On ne peut pas accueillir toute la misère du monde ? Mais quel est le vrai problème en fait ? Qu’ils aient accès à la caisse commune à laquelle ils n’ont pas participé. C’est bien la social-démocratie et la mentalité social-démocrate qui sont présentement responsables de ces morts. Les étatistes devraient tous les avoir sur la conscience. Ils sont responsables des millions de morts de la guerre de 14-18, des millions de morts de 39-45, ils sont responsables des camps de la mort, des goulags, de la Révolution Culturelle, de la Révolution Islamique, ils sont responsables pour les Colonels Grecs et pour la faillite du même État quarante ans plus tard. Les étatistes, de gauche, de droite, démocrates ou non, gentils ou méchants, sont tous, collectivement, responsables pour avoir partagé l’idée que les États et les élus providentiels allaient résoudre les problèmes des gens alors qu’ils ne font que les créer et les empiler. On reproche aux migrants de percevoir des allocations alors que dans le même temps, on leur refuse un visa de travail, la reconnaissance de leurs diplômes et on crée un salaire minimum qui rend inemployables une grande partie d’entre eux, quand on ne les place pas en prison ; du pur délire démagogue au nom de notre supposée protection sociale. La question du salaire minimum comme lutte anti-immigration n’a pas encore été soulevée par la presse francophone, mais les journalistes anglophones l’ont très bien compris, comme l’expliquent ces différents articles tirés de The Economist, du New-York Post ou du magasine libertarien Reason.

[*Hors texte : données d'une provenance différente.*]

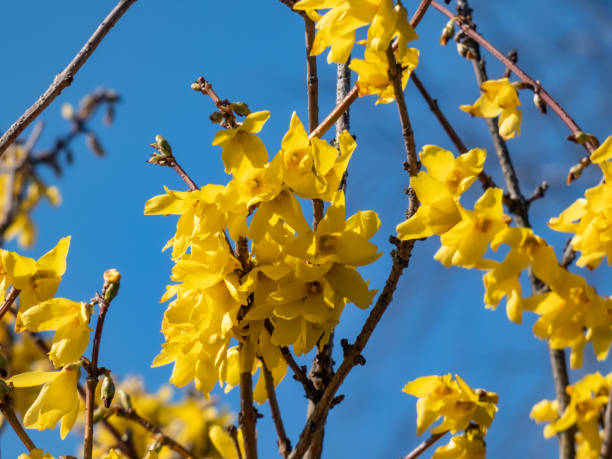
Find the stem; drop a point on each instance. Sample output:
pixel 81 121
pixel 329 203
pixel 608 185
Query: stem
pixel 248 417
pixel 546 97
pixel 64 79
pixel 352 356
pixel 416 452
pixel 284 444
pixel 8 301
pixel 10 416
pixel 343 106
pixel 132 415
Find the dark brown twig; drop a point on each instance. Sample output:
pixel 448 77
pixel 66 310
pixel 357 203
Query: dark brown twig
pixel 284 444
pixel 162 438
pixel 64 79
pixel 416 452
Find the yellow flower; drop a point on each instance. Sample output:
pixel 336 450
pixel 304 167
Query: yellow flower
pixel 590 218
pixel 498 98
pixel 466 242
pixel 242 143
pixel 37 280
pixel 70 321
pixel 373 71
pixel 588 397
pixel 454 401
pixel 58 399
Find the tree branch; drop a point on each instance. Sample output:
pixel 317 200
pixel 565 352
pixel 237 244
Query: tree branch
pixel 64 79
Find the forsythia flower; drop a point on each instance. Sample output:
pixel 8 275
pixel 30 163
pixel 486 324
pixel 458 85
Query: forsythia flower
pixel 37 280
pixel 498 98
pixel 590 218
pixel 373 71
pixel 241 143
pixel 58 399
pixel 452 400
pixel 588 397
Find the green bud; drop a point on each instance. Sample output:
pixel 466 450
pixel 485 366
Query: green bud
pixel 107 390
pixel 240 108
pixel 162 145
pixel 124 400
pixel 3 365
pixel 216 117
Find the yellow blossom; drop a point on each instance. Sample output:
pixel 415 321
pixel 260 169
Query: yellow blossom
pixel 58 399
pixel 498 98
pixel 241 143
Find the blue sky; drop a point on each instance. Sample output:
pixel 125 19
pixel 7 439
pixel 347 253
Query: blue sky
pixel 254 52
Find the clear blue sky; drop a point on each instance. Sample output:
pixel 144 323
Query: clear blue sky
pixel 254 51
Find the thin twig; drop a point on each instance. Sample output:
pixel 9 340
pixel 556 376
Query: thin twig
pixel 352 356
pixel 284 444
pixel 64 79
pixel 10 416
pixel 416 452
pixel 546 97
pixel 343 106
pixel 606 444
pixel 162 438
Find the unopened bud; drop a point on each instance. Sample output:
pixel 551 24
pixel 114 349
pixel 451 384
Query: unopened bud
pixel 107 390
pixel 448 32
pixel 94 144
pixel 3 365
pixel 5 389
pixel 162 145
pixel 240 108
pixel 67 111
pixel 124 400
pixel 216 117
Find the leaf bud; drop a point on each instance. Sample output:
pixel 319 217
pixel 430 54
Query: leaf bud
pixel 448 32
pixel 5 389
pixel 162 145
pixel 216 117
pixel 3 365
pixel 94 144
pixel 240 108
pixel 124 400
pixel 107 390
pixel 112 280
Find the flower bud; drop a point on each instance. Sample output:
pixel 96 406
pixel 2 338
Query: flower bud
pixel 112 280
pixel 240 108
pixel 216 117
pixel 124 400
pixel 162 145
pixel 107 390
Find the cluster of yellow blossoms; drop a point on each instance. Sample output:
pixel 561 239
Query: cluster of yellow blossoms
pixel 386 21
pixel 570 314
pixel 460 408
pixel 283 283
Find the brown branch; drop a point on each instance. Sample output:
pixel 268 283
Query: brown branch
pixel 343 106
pixel 162 438
pixel 248 417
pixel 284 444
pixel 520 208
pixel 8 301
pixel 64 79
pixel 606 444
pixel 416 452
pixel 10 416
pixel 546 97
pixel 352 356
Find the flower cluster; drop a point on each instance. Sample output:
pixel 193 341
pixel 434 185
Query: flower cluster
pixel 460 407
pixel 283 282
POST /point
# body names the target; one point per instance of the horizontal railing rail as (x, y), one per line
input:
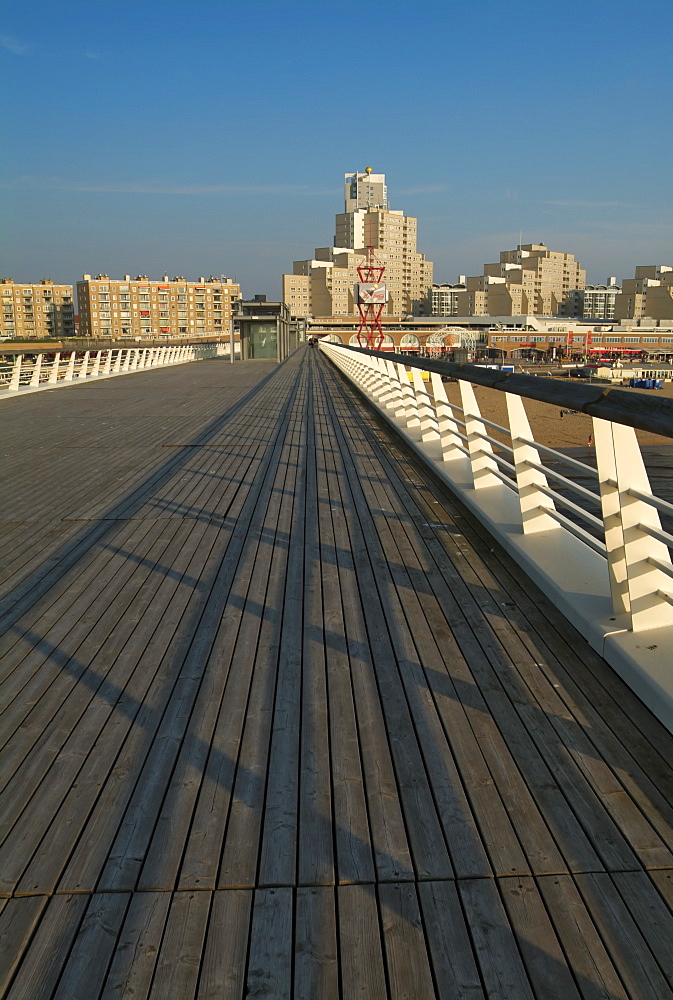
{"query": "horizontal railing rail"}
(621, 517)
(43, 370)
(653, 414)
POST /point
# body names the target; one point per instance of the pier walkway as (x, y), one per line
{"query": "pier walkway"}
(279, 719)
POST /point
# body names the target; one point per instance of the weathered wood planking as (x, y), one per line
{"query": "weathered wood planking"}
(279, 720)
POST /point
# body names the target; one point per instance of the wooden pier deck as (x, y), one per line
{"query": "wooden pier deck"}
(279, 720)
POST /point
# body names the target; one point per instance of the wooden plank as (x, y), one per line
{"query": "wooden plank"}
(360, 951)
(179, 958)
(504, 848)
(278, 857)
(41, 968)
(388, 833)
(406, 948)
(316, 969)
(93, 847)
(115, 697)
(315, 856)
(270, 960)
(85, 970)
(540, 947)
(536, 621)
(494, 941)
(634, 827)
(17, 923)
(628, 948)
(242, 621)
(224, 958)
(138, 945)
(653, 918)
(136, 831)
(594, 971)
(570, 832)
(353, 848)
(429, 852)
(453, 961)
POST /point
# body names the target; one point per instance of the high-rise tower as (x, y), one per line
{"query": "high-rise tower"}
(366, 190)
(324, 285)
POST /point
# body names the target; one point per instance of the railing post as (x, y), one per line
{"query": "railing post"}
(449, 434)
(15, 380)
(481, 452)
(70, 370)
(35, 377)
(408, 398)
(426, 409)
(636, 582)
(394, 399)
(534, 503)
(53, 374)
(84, 366)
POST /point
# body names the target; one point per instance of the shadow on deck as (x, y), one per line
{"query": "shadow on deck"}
(280, 720)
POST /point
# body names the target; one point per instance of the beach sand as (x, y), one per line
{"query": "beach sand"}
(547, 426)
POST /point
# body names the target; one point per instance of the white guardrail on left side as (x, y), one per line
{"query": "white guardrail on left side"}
(46, 371)
(613, 579)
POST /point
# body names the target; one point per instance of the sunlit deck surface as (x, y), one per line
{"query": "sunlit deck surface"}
(280, 720)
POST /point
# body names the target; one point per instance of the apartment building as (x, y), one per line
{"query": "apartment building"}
(35, 310)
(323, 284)
(648, 294)
(596, 301)
(158, 308)
(529, 281)
(366, 190)
(445, 299)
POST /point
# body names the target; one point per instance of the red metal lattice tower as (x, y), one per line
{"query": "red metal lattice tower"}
(370, 273)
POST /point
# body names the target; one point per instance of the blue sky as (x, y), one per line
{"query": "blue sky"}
(213, 139)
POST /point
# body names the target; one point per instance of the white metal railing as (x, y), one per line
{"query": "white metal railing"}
(44, 370)
(511, 485)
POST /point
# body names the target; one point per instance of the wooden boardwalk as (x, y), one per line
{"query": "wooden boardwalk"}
(279, 720)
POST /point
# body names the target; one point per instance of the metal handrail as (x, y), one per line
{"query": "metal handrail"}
(607, 403)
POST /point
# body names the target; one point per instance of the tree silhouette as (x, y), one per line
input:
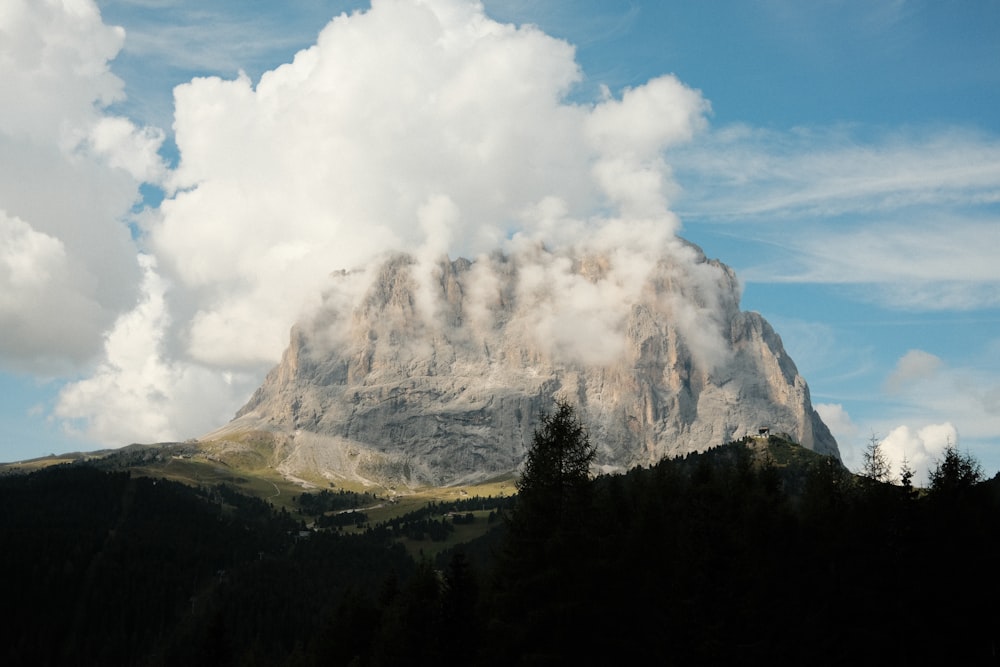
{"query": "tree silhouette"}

Aujourd’hui, tant ceux qui crient leur haine des immigrés en se réjouissant de leur mort que ceux qui, la bouche en cœur, voudraient « plus de solidarité », sont responsables de ces milliers de morts pour leur foi en l’État, nouvelle religion séculaire à la mode.

Tant que l’on voudra un État social, ce qui implique des frontières et un contrôle strict des passagers clandestins (que leur impact sur l’équilibre des comptes soit fantasmé ou non, les quelques millions d’euros dont ils pourraient éventuellement bénéficier sont dérisoires au regard de la richesse produite en Europe), ces pauvres gens pourront bien mourir par milliers. C’est le prix à payer pour la Sécurité sociale.